How Supply Chains are Addressing the Shortages
Even as our economy begins to recover, the workforce shortage that we are experiencing could be devastating to companies. Without an adequate workforce, companies cannot perform the operations that keep their customers happy and businesses thriving. Fortunately, the supply chain industry is resilient and has begun implementing new practices to combat this shortage.
- Community Engagement Programs. If there is any silver lining to the pandemic, it brought communities closer together (figuratively). One way that businesses have tried to address the workforce shortage is by reaching out to their communities. In doing so, they have removed misconceptions about the supply chain industry and educating professionals about available jobs within their organization. These programs can take form in various ways, such as trade shows, summer camps, ambassador programs, and local competitions. In engaging with their communities, supply chain companies have brought awareness to the shortage and exposure to opportunities they offer.
- Partner with Local Schools.

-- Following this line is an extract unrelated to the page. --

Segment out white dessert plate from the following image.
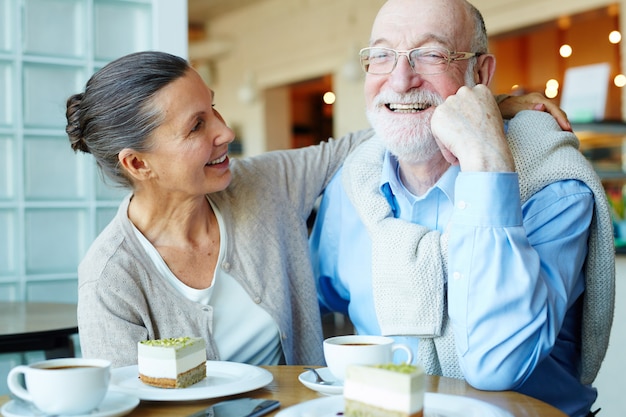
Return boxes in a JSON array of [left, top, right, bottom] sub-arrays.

While partnering with schools and universities is far from an immediate solution to the labor shortage, it can help to ensure a steady flow of candidates for the next decade. Engaging with universities and starting STEM programs can equip students with the knowledge, skills, and experience that the supply chain industry desires. This can also expose your company to qualified candidates that they may not have found otherwise.
- Third-Party Recruiters and Interns. In search of qualified candidates, many SCM companies are utilizing recruiting firms to identify professionals in the labor pool. This introduces companies to new talent while allowing a third party to do the brunt of the work. Additionally, utilizing internships is an excellent method of attracting talent while training prospective full-time employees, which is particularly helpful in filling high-level technical positions. Investing in internal training and development programs has been proven to improve the talent gap for skilled labor positions by training from within.
- Industry Wage Increases. A significant component of the labor shortage is the increase in supply chain job complexity. For this to be met, professions require a higher-level skill set, which typically results in higher wages. In order to satisfy qualified professionals, many organizations are increasing wages. This attracts top talent in addition to incentivizing employee retention and skills development.
- Investments in Technology. Companies are growing more and more technical each year. While younger generations may not possess as much experience as the Baby Boomers, they are much more tech-savvy. For companies to attract this generation, investing in workplace technology is key. Businesses with higher levels of automation are more successful in filling open positions with interested GenX employees, in addition to optimizing their business operations as a whole.
In order to stay competitive and successful in the supply chain industry, you must be resilient. Supply chains are constantly adjusting and evolving, and this includes challenges such as the workforce shortage. To recover from this trying time, supply chains must find ways to address their labor shortage and overcome it. By investing internally, whether through developing your current workforce or implementing attractive technology, your company can overcome the current workforce shortage and come out stronger than ever.